I am developing an API service that will be using Temporal. My setup so far is having one workflow per endpoint, with each workflow containing one or more activities depending on the complexity of the business logic in the endpoint.
One such workflow will have an activity that is essentially a mapreduce function - taking a massive dataset, splitting it into n number of segments (potentially thousands), performing a function on each of them in parallel, and then recombining them at the end. This will obviously require spawning many activity executions at once.
I wanted see what the best worker setup was for this architecture.
Currently, I just have a main process that starts up the HTTP server and creates one worker entity - the one that will have all workflows registered to it. It’s my understanding that one worker entity is sufficient for even a large number of workflows as they are lightweight.
Now for the activities. Would it make sense for each workflow to have its own worker entity for its group of activities? And as for the parallel job - can a single worker entity support a large number of concurrent activity executions? Or would it make sense to batch the n executions into x ephemeral worker entities/have one activity per worker entity/etc.? Not sure if it’s good practice to be dynamically spinning up/tearing down worker entities in this manner.

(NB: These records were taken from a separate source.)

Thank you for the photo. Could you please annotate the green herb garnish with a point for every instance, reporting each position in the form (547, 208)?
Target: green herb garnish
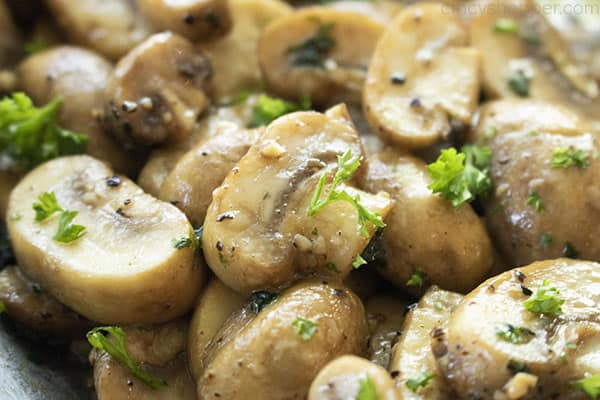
(112, 340)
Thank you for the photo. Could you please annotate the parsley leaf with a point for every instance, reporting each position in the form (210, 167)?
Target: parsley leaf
(419, 382)
(46, 206)
(514, 335)
(545, 301)
(304, 327)
(461, 177)
(564, 157)
(314, 49)
(417, 279)
(366, 390)
(259, 300)
(347, 166)
(268, 109)
(112, 340)
(30, 135)
(590, 386)
(67, 231)
(535, 200)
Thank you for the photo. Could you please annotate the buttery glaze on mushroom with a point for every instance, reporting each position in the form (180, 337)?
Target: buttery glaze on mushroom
(540, 209)
(272, 356)
(80, 77)
(422, 74)
(549, 351)
(234, 58)
(345, 377)
(450, 245)
(413, 356)
(126, 268)
(157, 91)
(110, 27)
(318, 52)
(531, 59)
(257, 231)
(193, 19)
(159, 350)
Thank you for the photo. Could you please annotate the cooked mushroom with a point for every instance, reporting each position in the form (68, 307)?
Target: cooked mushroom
(234, 58)
(259, 236)
(193, 19)
(421, 75)
(114, 274)
(527, 333)
(545, 202)
(28, 303)
(157, 91)
(526, 57)
(413, 364)
(80, 77)
(318, 52)
(450, 246)
(276, 353)
(349, 376)
(159, 350)
(110, 27)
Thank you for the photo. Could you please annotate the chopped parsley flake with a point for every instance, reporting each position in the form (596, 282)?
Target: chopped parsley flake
(305, 328)
(112, 340)
(347, 166)
(419, 382)
(461, 177)
(545, 301)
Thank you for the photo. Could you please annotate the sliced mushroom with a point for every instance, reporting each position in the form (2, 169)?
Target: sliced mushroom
(424, 232)
(28, 303)
(80, 78)
(422, 74)
(539, 211)
(257, 232)
(192, 19)
(385, 313)
(413, 356)
(215, 305)
(110, 27)
(234, 58)
(493, 338)
(157, 91)
(125, 269)
(159, 350)
(277, 353)
(346, 377)
(534, 57)
(319, 52)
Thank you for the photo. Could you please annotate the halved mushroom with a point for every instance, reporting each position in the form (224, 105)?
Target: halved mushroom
(28, 303)
(348, 376)
(214, 307)
(157, 91)
(193, 19)
(421, 75)
(110, 27)
(80, 77)
(126, 269)
(526, 57)
(541, 208)
(258, 233)
(159, 350)
(527, 332)
(318, 52)
(425, 232)
(413, 356)
(277, 353)
(234, 58)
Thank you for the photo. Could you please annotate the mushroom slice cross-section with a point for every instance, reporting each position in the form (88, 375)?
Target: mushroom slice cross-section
(421, 75)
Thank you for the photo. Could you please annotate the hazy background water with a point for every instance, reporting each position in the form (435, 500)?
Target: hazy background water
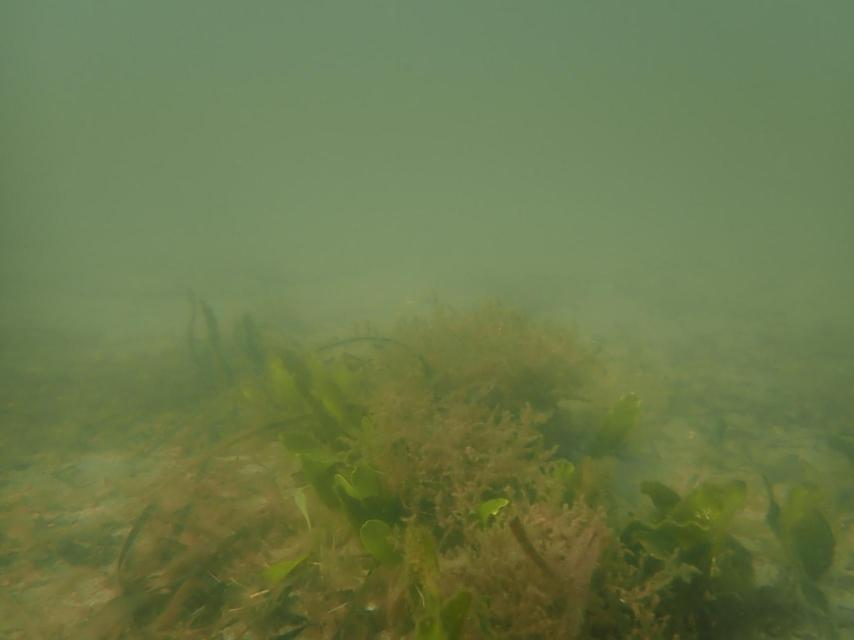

One such workflow will have an activity that is essentially a mapreduce function
To my knowledge server team is working on improving the batch execution support that will be added in the future. For best practices and ideas on implementing this see forum posts here (look for iterator pattern) and here (doing batching inside long-running activity).
Would it make sense for each workflow to have its own worker entity for its group of activities?
Workflow executions do not depend on specific worker. Having a worker per workflow type could lead to more complex deployment scenarios for your worker processes (as you would possibly have a large number of them). For activities you would look at your rate limiting requirements and see if any of your activities should run on their specific task queues if they require specific rate limiting (see forum post here for more info).